Open Field System - History

History

Open fields appear to have developed in the medieval period, and were particularly well suited to the very heavy ploughs that were used to cut through the heavy clay soils common in north-western Europe. The ox teams which pulled the ploughs were very expensive, and thus tended to be shared among the families of a village. This form of settlement is sometimes referred to as champion land.

Each village would be surrounded by several large open fields, usually not physically divided from each other, with each field containing a different crop as part of a three-field crop rotation. The fields would be split into sections a furlong (220 yards, about 200 metres) wide, each of which would be subdivided cross-wise into strips covering an area of half an acre (about 0.2 hectares) or less. Under their commoner's rights, each villager was allocated a set number of strips in each field (traditionally about thirty) which they would subsistence-farm. The strips were generally allocated by lot in a public meeting at the start of the year. The individual holdings were widely scattered, so that no single farmer would end up with all the good or bad land. The land was usually managed using ridge and furrow cultivation.
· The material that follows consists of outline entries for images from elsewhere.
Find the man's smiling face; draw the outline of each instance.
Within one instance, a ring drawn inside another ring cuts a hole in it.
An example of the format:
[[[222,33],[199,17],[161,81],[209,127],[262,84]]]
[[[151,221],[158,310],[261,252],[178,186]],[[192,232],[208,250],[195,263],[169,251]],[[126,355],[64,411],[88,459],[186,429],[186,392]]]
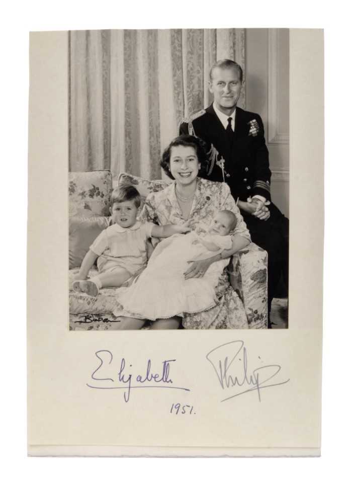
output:
[[[209,91],[214,95],[217,108],[222,113],[230,116],[239,99],[242,83],[236,68],[220,68],[213,70],[212,79],[209,82]]]

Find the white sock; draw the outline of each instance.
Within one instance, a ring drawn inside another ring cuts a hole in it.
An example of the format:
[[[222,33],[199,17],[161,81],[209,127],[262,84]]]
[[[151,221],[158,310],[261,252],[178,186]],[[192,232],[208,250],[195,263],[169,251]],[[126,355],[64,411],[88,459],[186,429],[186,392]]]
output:
[[[102,282],[99,277],[92,277],[92,279],[89,279],[88,280],[90,280],[91,282],[94,282],[98,289],[102,288]]]

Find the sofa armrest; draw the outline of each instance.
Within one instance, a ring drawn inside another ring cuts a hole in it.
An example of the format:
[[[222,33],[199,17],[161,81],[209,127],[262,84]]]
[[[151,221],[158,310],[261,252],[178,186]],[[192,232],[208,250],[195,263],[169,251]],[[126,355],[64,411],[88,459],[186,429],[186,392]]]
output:
[[[228,266],[230,282],[243,303],[250,329],[268,326],[268,254],[251,243],[234,254]]]

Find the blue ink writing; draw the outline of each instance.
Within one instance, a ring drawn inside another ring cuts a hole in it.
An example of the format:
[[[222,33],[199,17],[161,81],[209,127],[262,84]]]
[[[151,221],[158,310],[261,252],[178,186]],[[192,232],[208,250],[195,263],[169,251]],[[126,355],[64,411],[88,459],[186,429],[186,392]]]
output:
[[[242,340],[223,344],[211,350],[206,356],[213,366],[223,390],[235,387],[240,389],[237,393],[221,400],[226,402],[239,395],[256,390],[258,400],[261,401],[262,388],[277,386],[287,383],[290,379],[284,381],[269,383],[281,370],[279,365],[269,365],[248,371],[247,349]],[[261,360],[258,356],[259,360]],[[263,384],[266,383],[266,385]],[[244,387],[244,388],[241,387]]]
[[[196,412],[193,411],[193,405],[182,405],[181,404],[172,404],[170,413],[177,415],[180,410],[181,410],[181,415],[182,415],[186,414],[188,415],[196,415]]]
[[[95,381],[95,385],[87,383],[87,386],[91,388],[104,390],[124,389],[123,397],[126,403],[130,399],[132,388],[173,388],[185,391],[190,391],[189,388],[175,386],[171,384],[173,382],[170,377],[170,365],[172,362],[176,361],[175,359],[162,361],[160,367],[161,370],[158,371],[159,373],[155,373],[153,371],[151,360],[148,359],[145,372],[139,373],[135,380],[132,372],[132,364],[129,364],[128,365],[124,357],[122,357],[119,362],[117,368],[112,370],[112,367],[110,366],[112,364],[113,357],[110,350],[98,350],[95,353],[95,355],[100,363],[92,374],[91,377],[93,380],[99,381],[101,382],[104,380],[106,381],[104,383],[100,383],[99,384]],[[106,381],[109,383],[107,383]],[[113,383],[110,383],[111,382]]]

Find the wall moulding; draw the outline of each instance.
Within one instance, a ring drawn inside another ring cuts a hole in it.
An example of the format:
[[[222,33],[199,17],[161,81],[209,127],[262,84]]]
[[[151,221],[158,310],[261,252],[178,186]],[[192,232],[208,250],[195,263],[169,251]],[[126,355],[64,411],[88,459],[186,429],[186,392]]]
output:
[[[290,172],[286,170],[272,170],[272,182],[273,181],[290,181]]]
[[[286,144],[288,132],[280,131],[279,117],[279,31],[270,28],[268,34],[268,144]]]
In addition to the three fields, there would be large common meadows (allocated in strips in a similar way), common pasture land or waste where the villagers would graze their livestock throughout the year, woodland for the pigs and for timber, and a communal village green for social events. There was also some private fenced land (paddocks, orchards and gardens), called closes, and often also a park for the use of the owner of the manor for hunting. The ploughed fields and the meadows were also used for livestock grazing outside the growing season.

As populations increased, the land available for each family diminished as more strips were required. From the late Middle Ages onwards, a gradual movement towards consolidation took place as small plots were amalgamated into fewer but larger holdings, with a corresponding increase in the power of the landowners.